# Can you freeze Parsley?



## lyndalou

Can you freeze parsley? I have dried and crushed herbs, but never tried putting them into the freezer. Interesting.


----------



## Constance

Lyndalou, I freeze Italian Parsley and sweet basil every year.

Simply pick out big stems, then put leaves in food processor and chop thoroughly. Spoon into small ziplocks, flatten and press out all air, making a slab no more than 3/4" thick and freeze. 
When ready to use, set bag out a few minutes to soften just a little, break off a chunk, then put package back in freezer. It tastes and smells just as fresh as when you first picked it.


----------



## daisy

Parsley freezes well. Instead of chopping it, just freeze the whole stem, and when you want some, add it while it's still frozen. If you work quickly, it sort of just crumbles up while still frozen. If you choose to chop it first, freeze it in ice-cubes, then transfer to a suitable container.

However, frozen parsley, thawed, will never be any good as a pretty garnish. It'll stay limp.


----------



## lyndalou

Thanks. I have a ton of basil and think I'll try freezing it whole. What about thyme? Will that freeze or should I just dry it and put it into a jar in my spice cupboard?


----------



## daisy

Thyme freezes well. So does basil, although sometimes basil might turn black if you don't blanch it first. I've never had the problem - I just put the leaves into a plastic container. If yours turns black, don't worry about it - it will not affect the flavour at all.


----------



## Constance

It won't turn black if you use the food processor method I mentioned above. Just try it once...I promise you'll be pleased with the results.


----------



## jennyema

I do it like constance but without the food processor.  I either just freeze whole or chop with a knife.  Dont use ice cubes anymore either -- just put them in a ziplock.

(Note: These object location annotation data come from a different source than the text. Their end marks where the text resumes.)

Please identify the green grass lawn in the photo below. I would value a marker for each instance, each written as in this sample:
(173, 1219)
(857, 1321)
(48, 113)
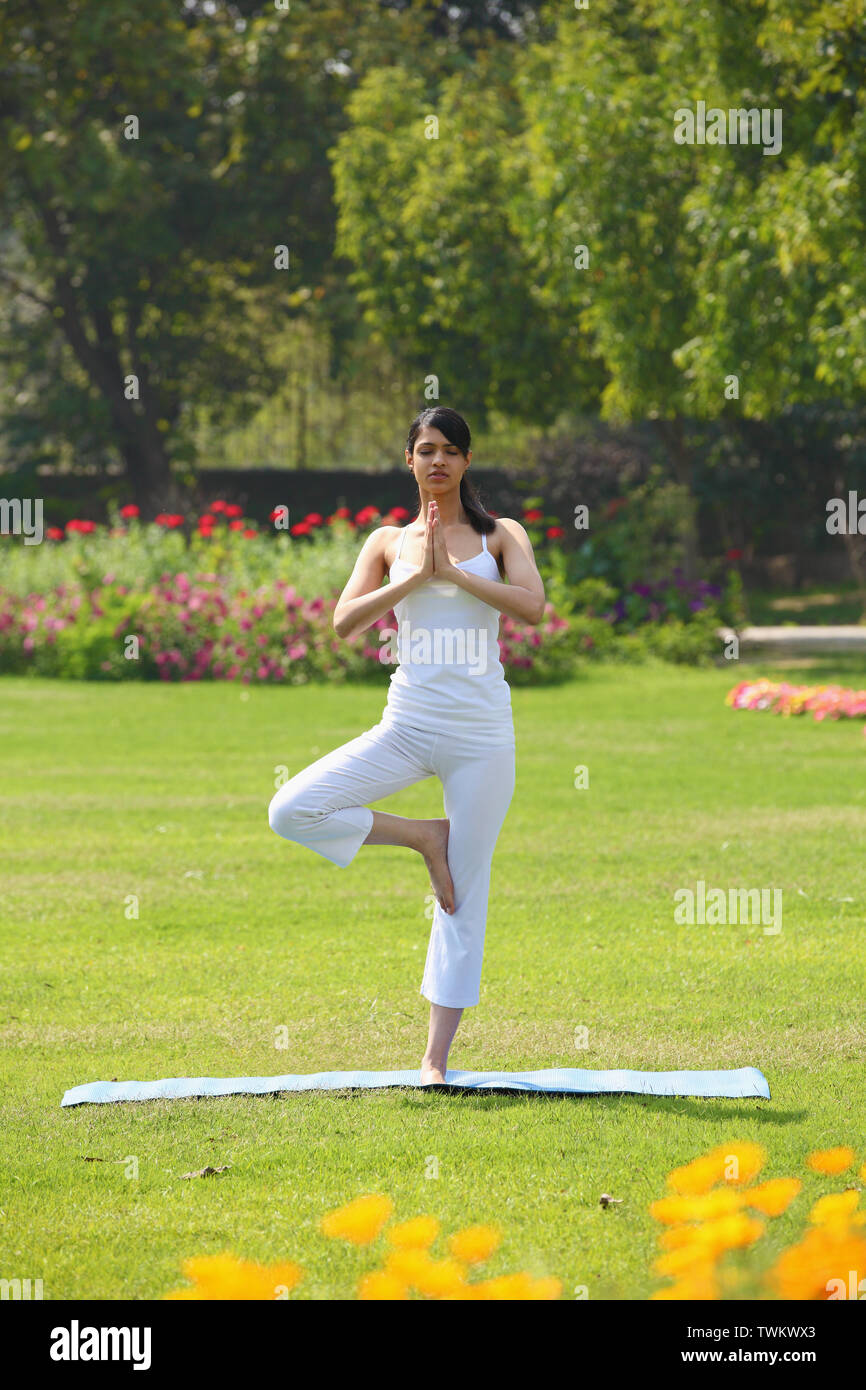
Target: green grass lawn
(161, 792)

I dry basil, rosemary and thyme, though.  IMO they taste better that way, and fresh is always available from the store if I really need in in the winter.


----------



## Constance

Lucky you...our small town grocery doesn't have much in the way of fresh herbs, and I love fresh basil. I do keep some pots of it in my greenhouse, but it's an annual, and usually poops out about January. 
I've never had any luck drying it...would you share you method with me?


----------



## jennyema

Constance said:
			
		

> I've never had any luck drying it...would you share you method with me?


 

Oh, Constance.  I am such a lazy freak.

I finally go out and pull up the plants right before the first real freeze.  I cut off the root ball and wash the leaves.  Then I hang it upside down in my downstairs bathroom!  When it's totally dry (maybe 2 weeks) I pull off the leaves and ziplock them

This is how I do rosemary, oregano, thyme, etc. too.

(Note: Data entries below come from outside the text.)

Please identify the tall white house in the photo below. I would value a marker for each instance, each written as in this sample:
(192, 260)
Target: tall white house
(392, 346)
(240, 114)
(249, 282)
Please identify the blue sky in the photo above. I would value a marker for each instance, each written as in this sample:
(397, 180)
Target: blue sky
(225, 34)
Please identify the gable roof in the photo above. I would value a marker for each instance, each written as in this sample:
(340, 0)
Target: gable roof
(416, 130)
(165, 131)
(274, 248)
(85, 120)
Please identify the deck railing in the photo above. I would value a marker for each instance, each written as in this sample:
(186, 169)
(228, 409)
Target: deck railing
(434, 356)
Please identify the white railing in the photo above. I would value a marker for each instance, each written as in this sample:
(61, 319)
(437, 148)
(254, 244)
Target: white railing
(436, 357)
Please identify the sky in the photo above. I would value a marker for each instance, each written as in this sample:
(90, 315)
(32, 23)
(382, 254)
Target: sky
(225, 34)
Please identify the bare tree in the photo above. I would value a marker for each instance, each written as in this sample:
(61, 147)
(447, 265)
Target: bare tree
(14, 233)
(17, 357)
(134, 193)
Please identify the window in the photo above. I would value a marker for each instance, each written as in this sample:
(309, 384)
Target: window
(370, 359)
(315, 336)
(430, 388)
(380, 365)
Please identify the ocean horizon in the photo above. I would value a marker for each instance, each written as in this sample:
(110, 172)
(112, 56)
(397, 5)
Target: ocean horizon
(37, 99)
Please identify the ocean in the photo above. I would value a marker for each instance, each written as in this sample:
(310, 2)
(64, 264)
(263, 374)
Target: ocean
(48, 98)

I am sure it's probably not the right way to do it, but it works for me.

A side story ....  I had just finished the process with my basil a few years back.  I had ziplocked the basil and had prepared a small baggie of it for a friend.  I had left the baggie on the kitchen counter.  In the middle of the night I heard some loud noises on my deck.  Scared, I called the police.  I let them in and we went through the kitchen to the back door.  They looked at the baggie of basil on the counter which -- to my horror -- looked exactly like pot!   

They didnt say a word, though.  Turned out the noises were exploding cans of diet coke.  I had put a 12 pack outside to chill and forgotten it.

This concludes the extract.